Take a mental snapshot; a frozen moment in time. Add up all the instantaneous torques. Since the Earth is not a sphere, they don't all cancel out. Most of them do. But there is a small amount left.

I don't have a quibble with your grammar or spelling. But you are trying to use specific physics terms not as they are defined in physics. You are rather using their common, non-scientific counterparts. You are using your machinist's definition of "torque" not the physics definition. You are using "man on the street" concepts of weight vs. force.

Your grammar checker will not balk at these errors, but we will. You also shouldn't rely on Grolier's or Webster. Use the glossary in the back of your physics book. Generally there will be one and only one term that fits what you are trying to say.

But the tides are always in the same place in relation to the Moon. As the Earth spins through the tidal bulge, it is constantly feeling the tug of torque. It's a constant braking maneuver.

__________________
Jeff Schwarz
__________________________________________________
Argh!! They booby-trapped their sun!!****--Invader ZIM

By the way, I'm going on vaction for a week, so don't take my absence in the discussion the wrong way. I'm looking forward to seeing where we are when I return next week.

__________________
Jeff Schwarz
__________________________________________________
Argh!! They booby-trapped their sun!!****--Invader ZIM

The "weight" of a bowling ball exists only when it is prevented from falling freely.

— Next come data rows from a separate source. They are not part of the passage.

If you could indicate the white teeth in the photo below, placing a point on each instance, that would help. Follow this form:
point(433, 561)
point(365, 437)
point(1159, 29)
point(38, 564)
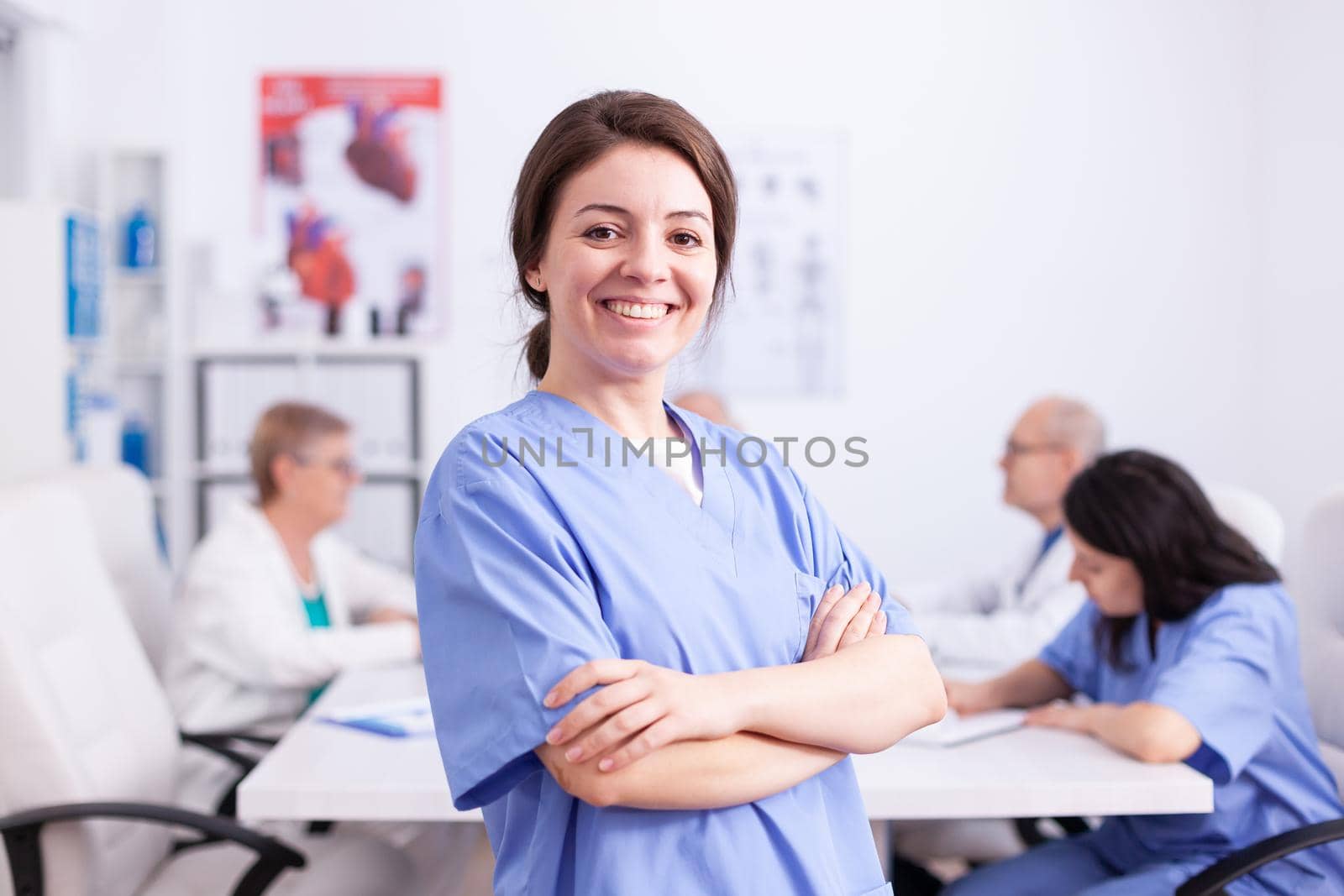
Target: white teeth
point(638, 311)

The moon is falling freely.

It has no weight.

The earth is falling freely.

It has no weight.

A 40 lb rock is placed on a scale sitting on the earth. According to the scale, a force of 40 pounds is required to prevent the rock from falling. The force exists between the two objects. From the point of view of the rock, the earth weighs 40 lbs. Or, from the point of view of the earth, the rock weighs 40 lbs. Drop the rock and the scale...as far as the scale is concerned, the rock has no weight, nor does the earth.